The next morning the semi-weekly steamboat from Sydney came into the
bay, and drew all the male inhabitants of Baddeck down to the wharf;
and the two travelers, reluctant to leave the hospitable inn, and the
peaceful jail, and the double-barreled church, and all the loveliness
of this reposeful place, prepared to depart. The most conspicuous
person on the steamboat was a thin man, whose extraordinary height
was made more striking by his very long-waisted black coat and his
very short pantaloons. He was so tall that he had a little
difficulty in keeping his balance, and his hat was set upon the back
of his head to preserve his equilibrium. He had arrived at that
stage when people affected as he was are oratorical, and overflowing
with information and good-nature. With what might in strict art be
called an excess of expletives, he explained that he was a civil
engineer, that he had lost his rubber coat, that he was a great
traveler in the Provinces, and he seemed to find a humorous
satisfaction in reiterating the fact of his familiarity with Painsec
junction. It evidently hovered in the misty horizon of his mind as a
joke, and he contrived to present it to his audience in that light.
From the deck of the steamboat he addressed the town, and then, to
the relief of the passengers, he decided to go ashore. When the boat
drew away on her voyage we left him swaying perilously near the edge
of the wharf, good-naturedly resenting the grasp of his coat-tail by
a friend, addressing us upon the topics of the day, and wishing us
prosperity and the Fourth of July. His was the only effort in the
nature of a public lecture that we heard in the Provinces, and we
could not judge of his ability without hearing a "course."
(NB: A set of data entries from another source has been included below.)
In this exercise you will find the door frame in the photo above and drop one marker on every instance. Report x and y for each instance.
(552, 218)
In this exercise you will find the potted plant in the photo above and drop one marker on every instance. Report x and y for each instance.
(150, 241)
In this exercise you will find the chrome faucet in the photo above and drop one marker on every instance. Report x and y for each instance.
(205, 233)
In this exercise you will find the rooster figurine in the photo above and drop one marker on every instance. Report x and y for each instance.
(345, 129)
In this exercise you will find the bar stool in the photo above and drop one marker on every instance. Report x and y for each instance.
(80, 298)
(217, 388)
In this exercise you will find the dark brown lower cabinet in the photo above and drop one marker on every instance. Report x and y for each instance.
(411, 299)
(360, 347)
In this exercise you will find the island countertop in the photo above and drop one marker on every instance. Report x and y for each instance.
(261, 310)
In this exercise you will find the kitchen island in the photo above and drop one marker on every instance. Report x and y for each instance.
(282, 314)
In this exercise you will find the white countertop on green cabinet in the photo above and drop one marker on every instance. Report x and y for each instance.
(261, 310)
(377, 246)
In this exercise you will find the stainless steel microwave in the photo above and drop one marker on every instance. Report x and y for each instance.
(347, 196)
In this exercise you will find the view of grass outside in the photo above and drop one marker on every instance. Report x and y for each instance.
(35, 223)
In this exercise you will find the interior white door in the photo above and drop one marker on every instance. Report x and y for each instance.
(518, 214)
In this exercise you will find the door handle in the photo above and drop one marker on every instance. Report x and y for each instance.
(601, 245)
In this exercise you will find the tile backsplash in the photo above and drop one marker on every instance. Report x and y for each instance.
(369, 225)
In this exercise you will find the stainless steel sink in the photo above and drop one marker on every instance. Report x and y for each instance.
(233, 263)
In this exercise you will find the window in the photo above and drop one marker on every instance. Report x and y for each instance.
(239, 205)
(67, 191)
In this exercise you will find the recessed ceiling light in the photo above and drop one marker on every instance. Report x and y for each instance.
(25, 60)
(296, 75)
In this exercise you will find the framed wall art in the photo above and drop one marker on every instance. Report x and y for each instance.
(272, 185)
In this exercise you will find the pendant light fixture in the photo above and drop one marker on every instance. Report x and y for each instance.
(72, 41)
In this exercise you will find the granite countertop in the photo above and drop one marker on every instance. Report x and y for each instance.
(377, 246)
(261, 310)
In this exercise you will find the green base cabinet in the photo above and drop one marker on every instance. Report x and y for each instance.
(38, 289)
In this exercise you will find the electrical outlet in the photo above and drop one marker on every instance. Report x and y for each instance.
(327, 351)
Perhaps it needed this slight disturbance, and the contrast of this
hazy mind with the serene clarity of the day, to put us into the most
complete enjoyment of our voyage. Certainly, as we glided out upon
the summer waters and began to get the graceful outlines of the
widening shores, it seemed as if we had taken passage to the
Fortunate Islands.
V
"One town, one country, is very like another; ...... there are indeed
minute discriminations both of places and manners, which, perhaps,
are not wanting of curiosity, but which a traveller seldom stays long
enough to investigate and compare." - DR. JOHNSON.
There was no prospect of any excitement or of any adventure on the
steamboat from Baddeck to West Bay, the southern point of the Bras
d'Or. Judging from the appearance of the boat, the dinner might have
been an experiment, but we ran no risks. It was enough to sit on
deck forward of the wheel-house, and absorb, by all the senses, the
delicious day. With such weather perpetual and such scenery always
present, sin in this world would soon become an impossibility. Even
towards the passengers from Sydney, with their imitation English ways
and little insular gossip, one could have only charity and the most
kindly feeling.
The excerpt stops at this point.